Gold prices surged over $2,400 an ounce in early trading on Friday, hitting successive, never-before-contemplated highs in the wake of the very dovish statements from the European Central Bank and its head, Christine Lagarde, about a potential June rate cut.
However, they quickly reversed course and retreated back under the $2,400 level after traders realized that higher US bond yields and a stronger US dollar could be significant negatives for commodities priced in US dollars.
The rising tensions in the Middle East also bolstered gold prices, with investors seeking safe havens over the weekend, particularly after Iran launched drone attacks on Israel. However, this support wasn’t sufficient to counter the rush into US Treasuries and the greenback, resulting in gold closing with small losses for the day.

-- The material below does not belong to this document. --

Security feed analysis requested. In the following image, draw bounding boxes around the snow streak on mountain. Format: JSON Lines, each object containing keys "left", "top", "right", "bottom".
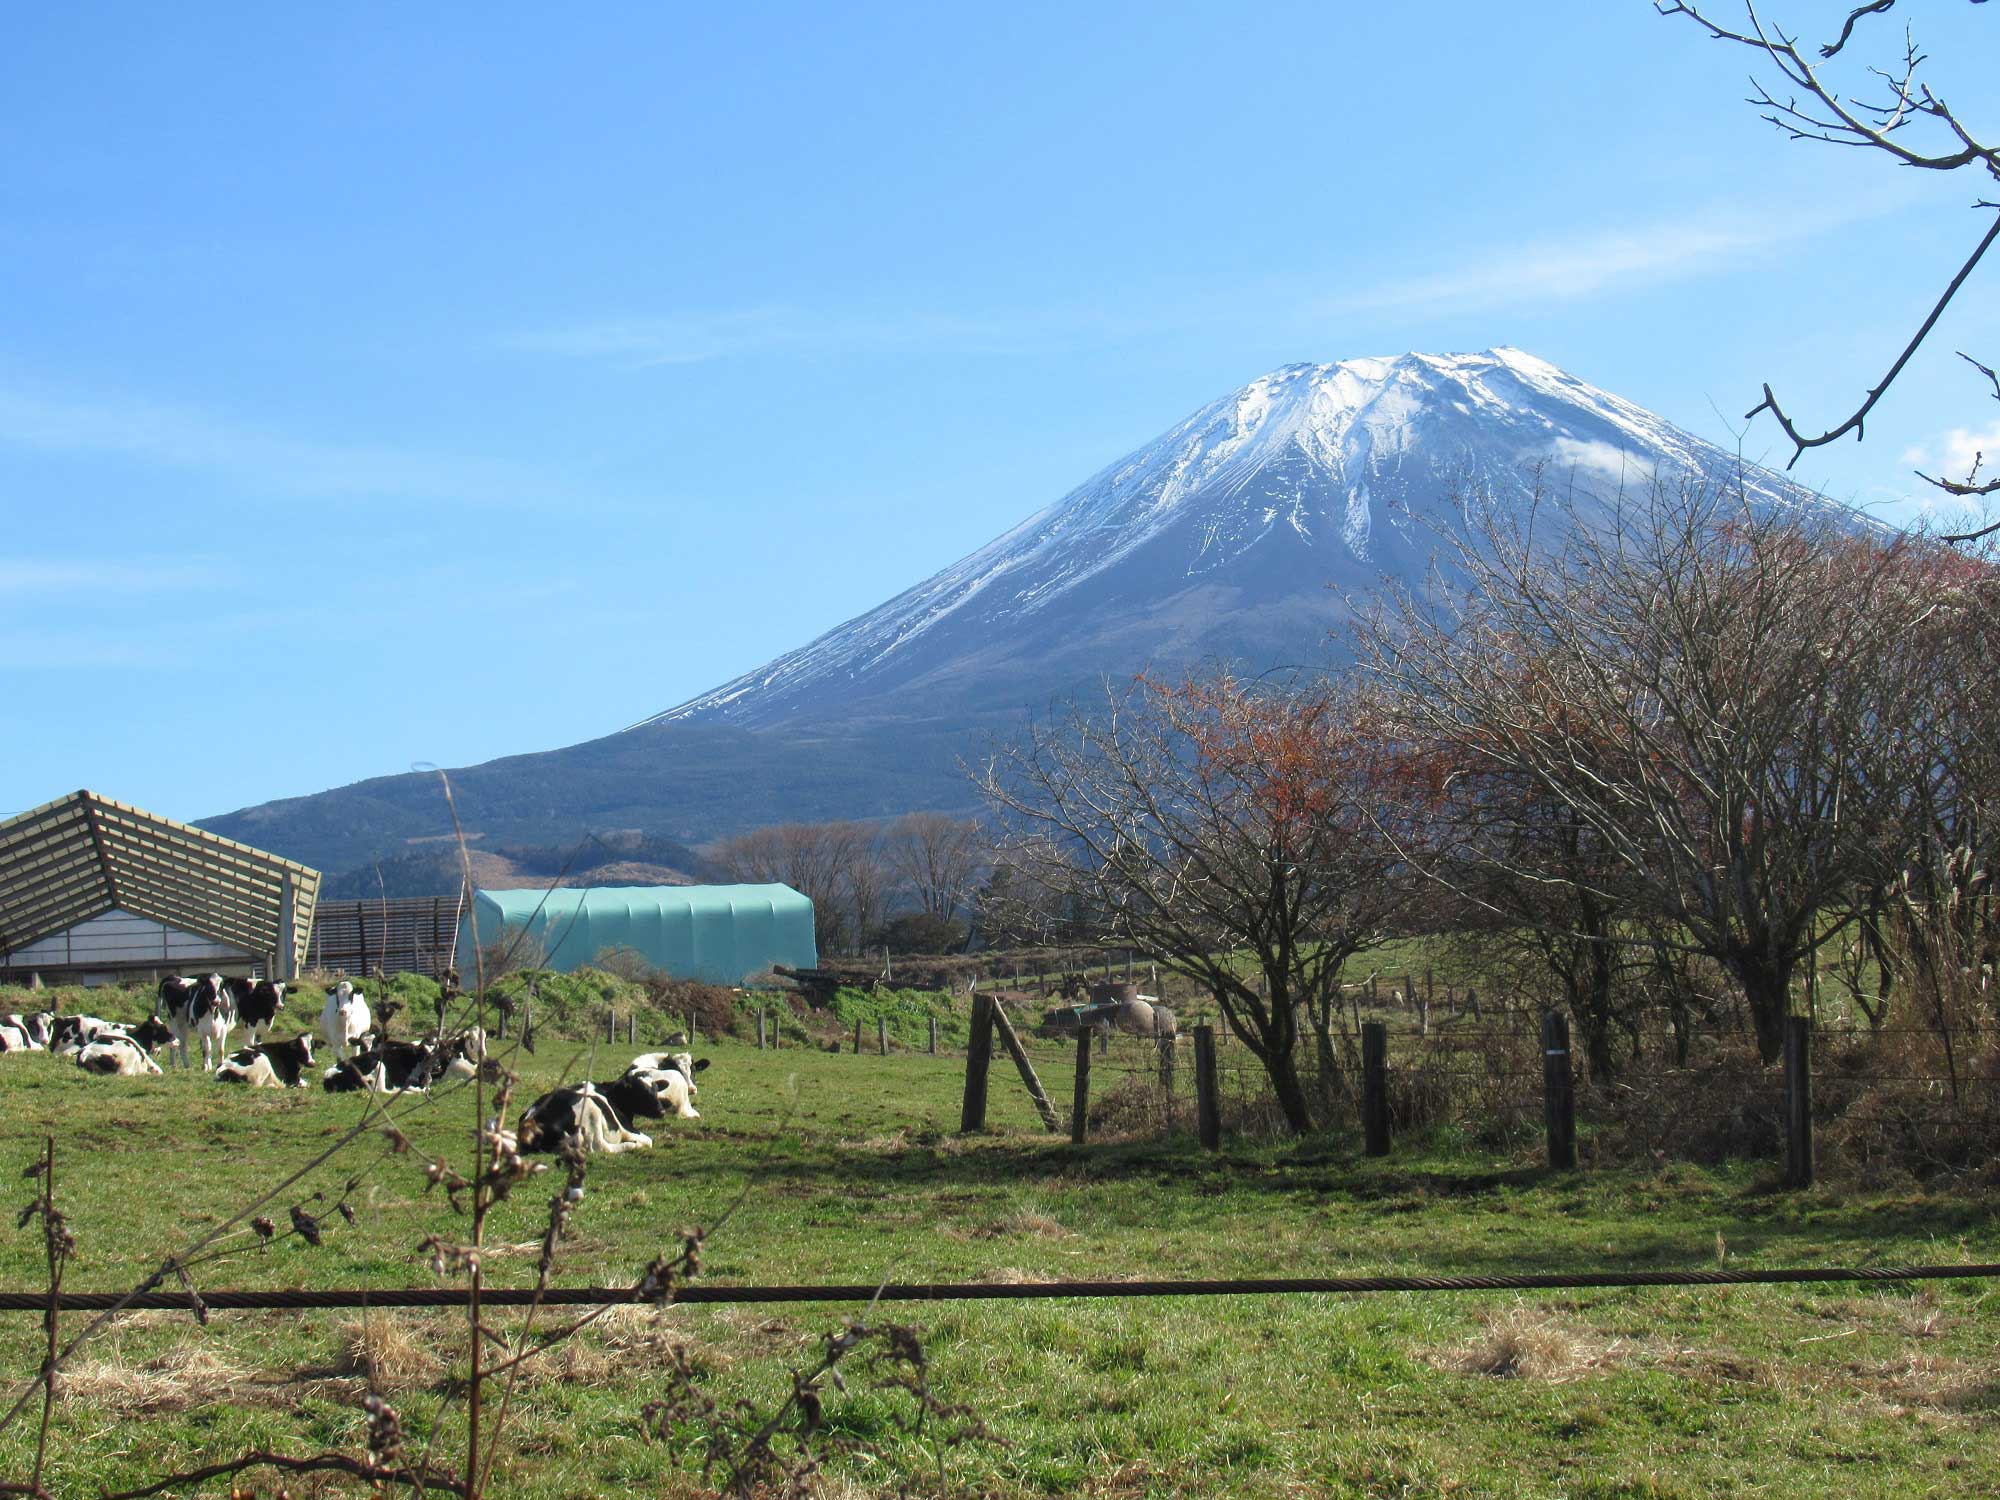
{"left": 640, "top": 348, "right": 1821, "bottom": 730}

This decline occurred even as the yield on US 10-year Treasuries retreated to around 4.53%, down four points for the day. The surging US dollar rose approximately 0.7% for the session and more than 1.5% for the week. Consequently, the Aussie dollar slid back under 65 US cents, closing the week down 0.9% for the day and more than one and a half per cent for the week.
Contributing to the downward pressure on prices were comments from two Fed members on Thursday and Friday, who emphasized that there was no urgent need for a rate cut from the US central bank.
Spot gold ended at $2,343.60 per ounce after reaching a record high of $2,400 earlier in the session. Comex gold futures peaked at $2,448.80 before rapidly retreating to $2,360.20, down 0.53% on the day but up 0.47% for the week. Meanwhile, the World Gold Council reported that the Aussie dollar price traded around $A3,687 per ounce before retreating to finish the week at $US3,626 per ounce.
Weak US producer prices also played a role, particularly as certain parts of the data directly fed into the Fed’s preferred inflation measure, pointing to a low reading when the March figures are released in about a fortnight.
“One thing that is definitely driving this gold buying spree from central banks is the wars happening around the globe; historically, this has always happened as gold is a safe haven,” commented ACY Securities analyst Luca Santos.
“We anticipate gold prices to rise in the next two months. From a technical perspective, this rally is a result of gold prices breaking out of a record 42-month consolidation period. It’s like a coiled spring being let loose now,” remarked Vincent Tie, sales manager at dealer Silver Bullion.
Spot silver rose 1% to $28.75 per ounce, reaching its highest levels since February 2021, but then retraced to end at $27.97, down 1% on the day but still up 1.3% for the week.
“As with past precious metal price rallies, silver will outperform gold once it breaks out. We are already seeing customers aware of this behavior positioning themselves in silver in recent months,” noted Tie. Platinum rose 0.7% to $986.65, and palladium edged 0.1% higher to $1,049.83.
Copper continued to perform well, jumping back above $4.31 a pound to be up 1.5% for the day and 1.8% for the week. Copper prices touched a 16-month high of $4.36 a pound in trading but then retreated. The metal performed strongly after China’s imports of copper held up in March, though this was largely due to the sharp fall in imports of copper and copper concentrates in March 2023.